Arthur is a loser, who lives in a cramped apartment in a crappy building with his mentally unstable, ageing and disabled mother (Frances Conroy). There’s no fun in his life, but he still manages to get the attention of a single black mom (Zazie Beetz) with a daughter, who is a neighbor. But hints of romance only pop up when convenient to promote the awkward narrative of Arthur as an undesirable deplorable.
Arthur gets on his favorite cheesy late-night talk-show That’s Life (a Joe Franklin feel-good NYC nostalgia-like show), and the insincere host Murray Franklin (Robert De Niro) befriends him only to use him to get ratings and then betrays him without caring about making fun of him on the air.
Meanwhile Arthur’s depressed mom writes pressing letters to her wealthy former employer Thomas Wayne (Brett Cullen), the banker tycoon now running for mayor as the friend of the wealthy, who calls on a TV interview the have nots as clowns for being unable to make it in America. Mom accuses Wayne of being Arthur’s real father, hoping he will take pity on them and give them some charity. At the Wayne gated mansion, we see the patriarch treat the intruder Arthur as a piece of turd while his young child Bruce is treated with love.
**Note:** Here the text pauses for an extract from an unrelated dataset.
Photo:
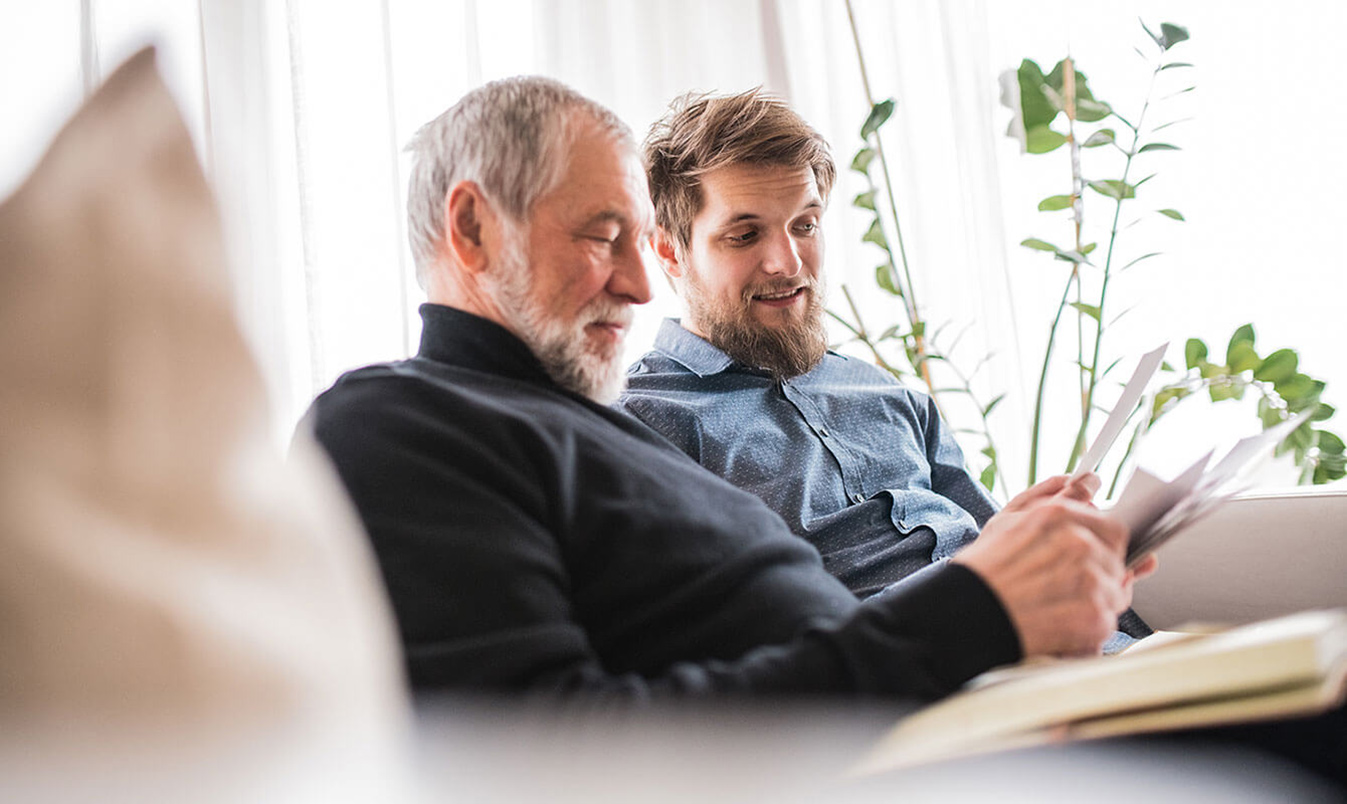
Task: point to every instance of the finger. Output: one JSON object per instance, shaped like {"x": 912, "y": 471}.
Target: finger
{"x": 1083, "y": 488}
{"x": 1060, "y": 511}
In the end, the Joker gets a superb performance from its star and little else that makes you feel good about such a phony Hollywood type of film. It’s a film telling us without any sense of conviction about the failure of capitalism and failure of society to treat mental illness, or for that matter about the failure to even get gun control legislation passed as a means of public safety after so many mass killings. It’s a vacuous drama that never tells us really much about the Joker’s state of mind as he morphs into a force for evil or the truth about why Gotham is in such a bad state or anything relevant about why the country seems like it’s in decline. It seems to have thrown into the garbage its aesthetics and left us to be entertained by a diverting comic book story that was not poignant and not compelling.
The chilling take away I got is that the cackling laugh of the Joker gets into your head, as if the filmmaker thinks that’s enough to explain this sad mental illness story.